Logs are one of the most basic tools for a developer. Without logs, we are nearly blind and cannot see what is happening on the servers. Logs are mainly used for recording what happens in an application. It usually consists of a message and a timestamp, but it can also have some additional metadata.

In my opinion, logs are mostly used for

  • Logging errors
  • Logging HTTP requests

Here, we are mostly interested by finding which routes are slow. So, the logs of the HTTP requests can help us. Here is an example of such logs.

HTTP Logs

As you can see, we have the URL path (the endpoint), the status code and more importantly the duration. This is already quite useful, but unfortunately they do not provide statistics such as the average duration, nor do they provide information about “why is this route slow”.

Logs in this case only allow to “detect slowness”. They do not give the extent of the problem, meaning they do not provide statistics such as the average duration, the 90th percentile duration, etc. This makes it difficult to know if the slowness is only due to a temporary a problem or not.

For understanding “why is it slow”, we could add logs at each step inside the endpoints, but this would likely exponentially increase the number of logs. Moreover, linking logs together can be difficult. Concepts such as request IDs and correlationIDs can help us, but they usually have to be manually implemented. Moreover, as logs can become quite expensive, it's better to rely on something else for our use case here.

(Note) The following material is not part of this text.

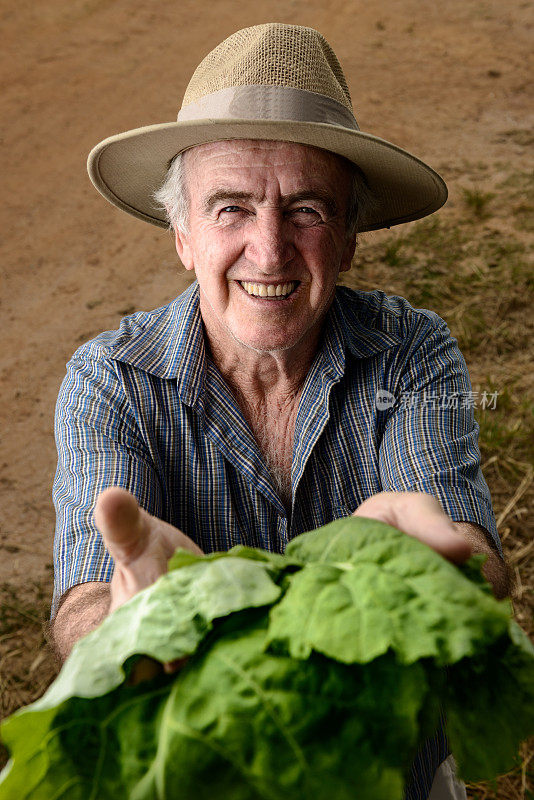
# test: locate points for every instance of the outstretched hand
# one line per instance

📖 Some observability SaaS, such as DataDog, allow to compute statistics based on logs. Nevertheless, other tools listed below are more adapted to our use case here.

Metrics

Metrics are another tool that allows to detect trends and have statistics. Here is an example:

Example of a metric

Metrics are mostly useful for seeing trends and detecting anomalies. They are often used for triggering monitors or alerts. Unfortunately, they are rarely useful for debugging slowness.

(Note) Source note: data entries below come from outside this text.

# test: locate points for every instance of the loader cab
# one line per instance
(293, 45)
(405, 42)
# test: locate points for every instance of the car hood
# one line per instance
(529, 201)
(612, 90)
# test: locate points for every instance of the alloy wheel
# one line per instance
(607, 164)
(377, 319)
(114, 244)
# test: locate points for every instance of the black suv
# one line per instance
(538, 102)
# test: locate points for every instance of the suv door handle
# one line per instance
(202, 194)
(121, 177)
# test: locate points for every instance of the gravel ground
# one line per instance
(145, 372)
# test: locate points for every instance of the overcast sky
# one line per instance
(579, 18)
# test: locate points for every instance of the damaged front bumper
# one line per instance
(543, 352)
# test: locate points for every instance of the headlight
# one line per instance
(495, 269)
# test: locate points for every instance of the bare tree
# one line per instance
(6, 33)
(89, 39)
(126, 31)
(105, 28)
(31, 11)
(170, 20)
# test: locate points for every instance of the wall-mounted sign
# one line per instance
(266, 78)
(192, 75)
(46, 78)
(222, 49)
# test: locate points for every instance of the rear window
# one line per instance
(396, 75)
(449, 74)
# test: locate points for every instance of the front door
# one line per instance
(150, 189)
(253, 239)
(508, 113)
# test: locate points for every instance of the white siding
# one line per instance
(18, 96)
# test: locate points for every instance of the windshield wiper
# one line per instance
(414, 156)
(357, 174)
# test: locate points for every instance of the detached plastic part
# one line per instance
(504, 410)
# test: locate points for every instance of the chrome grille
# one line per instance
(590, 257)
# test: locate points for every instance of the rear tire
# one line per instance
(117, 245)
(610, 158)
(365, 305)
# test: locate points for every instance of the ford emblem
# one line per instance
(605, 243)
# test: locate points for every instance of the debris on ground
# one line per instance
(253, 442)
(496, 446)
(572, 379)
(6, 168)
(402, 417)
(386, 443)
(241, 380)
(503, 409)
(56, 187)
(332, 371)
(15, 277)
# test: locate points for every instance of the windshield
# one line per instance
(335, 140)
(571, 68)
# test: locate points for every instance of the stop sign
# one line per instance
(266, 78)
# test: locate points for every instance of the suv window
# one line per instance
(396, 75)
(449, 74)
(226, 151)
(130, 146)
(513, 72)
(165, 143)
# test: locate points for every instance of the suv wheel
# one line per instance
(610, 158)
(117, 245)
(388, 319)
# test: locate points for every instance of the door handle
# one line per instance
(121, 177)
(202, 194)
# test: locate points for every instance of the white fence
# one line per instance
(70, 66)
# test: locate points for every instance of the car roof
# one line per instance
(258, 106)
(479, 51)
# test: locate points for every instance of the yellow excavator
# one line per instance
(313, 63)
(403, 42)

Note that some observability SaaS can integrate easily with cloud providers and with applications (e.g. NodeJS). Doing so allows to get a lot of metrics by default. However, it's usually not enough and the majority of metrics still have to be implemented manually.

Garbage collector pause time and event loop delay

With NodeJS, two metrics are worth mentioning. They are especially important for performance monitoring:

  • Garbage collector pause time
  • Event loop delay

Metrics for the event loop

Garbage collector pause time

The garbage collector pause time is the time it takes for the garbage collector to clean the memory from unused data and recover space. During that time, NodeJS is (nearly) exclusively running the garbage collector thread and (mostly) nothing else can be executed.

If an application creates very often a lot of temporary objects, e.g. an heavy HTTP route, then the garbage collector has to clean the memory more often.

This metric typically exists for all languages that have a garbage collector, and in all those languages, it's an important metric to monitor. This metric is usually expressed in milliseconds, and obviously, the lower time it takes for freeing the memory, the better.

Event loop delay

The event loop delay is a metric specific to NodeJS, though other languages with an event loop likely have a similar metric. This metric gives the average time a “completed promise” has to wait before being processed by the event loop.

As you may know, in JavaScript, the event loop is single threaded and there is a concept of “promises” for handling async (aka I/O) operations. A completed promise is, as the same suggests, a promise whose async operation has finished. The event loop's job is to pick up the completed promises and continue the execution after the await or in the .then() handler.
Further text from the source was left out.